Page MenuHomePhabricator

Create a continuous integration plan for Wikimedia Phabricator patches
Closed, DeclinedPublic21 Estimated Story Points

Description

This task was created with the Sprint app as the main use case, but the solution must be equally applicable to any local patches.

Sprint is an experimental stage application with issues that is undergoing rapid development and attempting to accommodate the needs of a variety of uses. A regular testing, review and deployment plan should be implemented to facilitate the continuous integration of Sprint with Phabricator main.
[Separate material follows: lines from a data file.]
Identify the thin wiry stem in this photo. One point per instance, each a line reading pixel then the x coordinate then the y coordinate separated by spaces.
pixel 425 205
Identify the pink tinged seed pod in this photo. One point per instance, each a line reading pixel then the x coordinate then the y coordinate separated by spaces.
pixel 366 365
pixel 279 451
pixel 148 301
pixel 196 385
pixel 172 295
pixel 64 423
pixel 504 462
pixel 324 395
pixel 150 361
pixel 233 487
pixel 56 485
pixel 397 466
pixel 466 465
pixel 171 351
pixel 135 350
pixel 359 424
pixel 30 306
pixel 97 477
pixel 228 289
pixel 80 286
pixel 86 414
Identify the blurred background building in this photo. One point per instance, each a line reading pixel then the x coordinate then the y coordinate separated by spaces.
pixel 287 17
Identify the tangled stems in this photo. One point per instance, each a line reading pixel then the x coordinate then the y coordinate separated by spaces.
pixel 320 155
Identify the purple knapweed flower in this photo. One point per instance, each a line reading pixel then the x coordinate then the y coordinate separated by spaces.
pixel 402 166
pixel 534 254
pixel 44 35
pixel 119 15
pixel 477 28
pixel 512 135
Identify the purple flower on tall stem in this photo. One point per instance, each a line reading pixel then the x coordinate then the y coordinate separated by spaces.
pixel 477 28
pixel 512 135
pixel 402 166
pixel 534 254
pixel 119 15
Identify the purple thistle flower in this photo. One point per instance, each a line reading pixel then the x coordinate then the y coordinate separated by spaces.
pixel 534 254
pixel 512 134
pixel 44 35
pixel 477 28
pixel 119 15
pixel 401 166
There is an important bug fix that has been sitting in Gerrit since 11 December with no action. (https://gerrit.wikimedia.org/r/#/c/179155/). A hotfix like this could and should have been handled promptly. If it is a question of concern about "making a bad situation worse", this is absolutely not the case with T78208. This is a very simple problem with an easy solution. Any reluctance to merge this change is not warranted. However, thorough code review is always appropriate.
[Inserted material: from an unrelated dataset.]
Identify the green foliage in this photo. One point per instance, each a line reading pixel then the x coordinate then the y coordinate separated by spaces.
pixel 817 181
Furthermore, Sprint is now at 0.6.1.9, and the additional patches will absolutely improve the user experience and address some of the key problems noted in the first go. When or if these changes will be merged is clearly not at the discretion of the developer, but with the maintainers of the production instance. I encourage those responsible to take this task to task.

Event Timeline

Christopher raised the priority of this task from to Needs Triage.
Christopher updated the task description. (Show Details)
Christopher changed Security from none to None.
Christopher subscribed.

While I agree that we need to find a way to integrate Sprint releases sooner and faster, it is good to take into account that last week we had the RT migration, which was our top priority, eating all of @chasemp's time. It was also a good reason to avoid the introduction of any other risk factors. For what is worth, https://gerrit.wikimedia.org/r/#/c/179405/ for T493 and T76008 hasn't been progressing much in the past week basically for the same reasons.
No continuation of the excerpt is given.